The Last Look…
Posted by Colin Lambert. Last updated: August 15, 2023
Naturally, I am going to take advantage of the recently-published BIS paper on HFTs in dark pools to give the equity market structure a kicking, but there is a more serious aspect to this column – namely, how self-regulation and responsible management at certain firms often leads to better outcomes for the market as a whole.
The paper, published last week, finds that HFTs provide very little (if any) passive liquidity in dark pools studied by the authors. These pools were in equities markets, which makes sense because there are simply more of them in that space.
I have long been a fan of dark pools, but what this study highlighted was how the imposition of regulation, especially around providing an equal ground for everyone to play on, has actually done nothing of the sort. In my view, dark pools only work if they are built around a sensible mechanism that rewards genuine risk transfer.
To the best of my knowledge, those few dark pools that are effective in FX have this benefit, largely because they only allow certain types of market participants to play. This is seen in some quarters as being restrictive on competition, but the reality is, all a venue needs to do is say anyone is welcome, as long as they fulfil these guidelines. Stick a decent amount on as a minimum, have a certain amount of resting orders as a percentage of trades and, importantly, don’t allow people to “ping” it.
The BIS paper highlights the benefits of a speed bump – something the FX market could have told equities about a long while ago – but interestingly it doesn’t go into randomisation, which is another technique the FX industry has deployed.
Whether you agree with these mechanisms or not, the facts are that FX is generally not seen to have a problem with HFTs, while equities quite obviously has. You don’t see FX firms building microwave towers for example.
I understand this is all a bit “turkeys voting for Christmas”, but another factor in this is the dark pool operators’ dash for cash. A very simple solution to a problem of people using stale reference prices in a dark pool is don’t let those firms in. Who though, is going to take that step when the firms concerned boost the pool’s numbers, both in trades, volumes and revenues?
Some people talk about the liquidity HFTs add to the market – well the BIS study would appear to refute that argument quite comprehensively
I still feel that dark pools should be primarily used for players with sizeable risk to offload at least part of it. Market impact and information leakage are becoming bigger issues in FX markets – they have been a factor in the über-transparent equities markets for years – and as such dark venues should play a larger role in the years to come. Again though, there have to be sensible targets in terms of types of user and the business they normally conduct. Internalisation will take certain players so far, but the exhaust flow will always be a challenge –dark pools can at least dilute the problem.
Those who are against dark pools have one very reasonable argument of course – and this is a point raised by the BIS paper – how to ensure accurate and timely reference prices? The fact of the matter is, internalisation has hurt the primary ECNs in particular over the past decade, and any venue using reference prices subject to last look are just asking to be gamed. So where does the pricing come from? Especially if the primary volumes continue to decline (which is by no means guaranteed from their currently, historically low, levels)?
Perhaps one answer is to randomise the market data being used? For example, source reference data from a number of venues, preferably no-last look platforms, and then randomise where the mid-rates are sourced? This way, firms seeking to jump on a stale reference rate (if speed bumps are not in play), will have more uncertainty and commensurately less confidence, in their strategy.

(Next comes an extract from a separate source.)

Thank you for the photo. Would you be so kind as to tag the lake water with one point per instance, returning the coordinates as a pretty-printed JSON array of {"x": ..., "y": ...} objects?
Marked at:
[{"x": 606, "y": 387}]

It is hard to see HFTs as anything other than toxic – although it needs to be stressed there is a big difference between an HFT and firm with quick technology, it’s all about how you use it – and therefore markets need to be protected from the predatory approach. People talk about the liquidity these firms add to the market – well the BIS study would appear to refute that argument quite comprehensively.
A dark pool is a good idea in FX markets – especially if it is backed up by market data from a wider (and randomised) source of venues. This is an idea that works, and as such the BIS paper should be viewed for what it effectively is – more evidence that it is the equity market structure that needs to change dramatically, rather than the FX.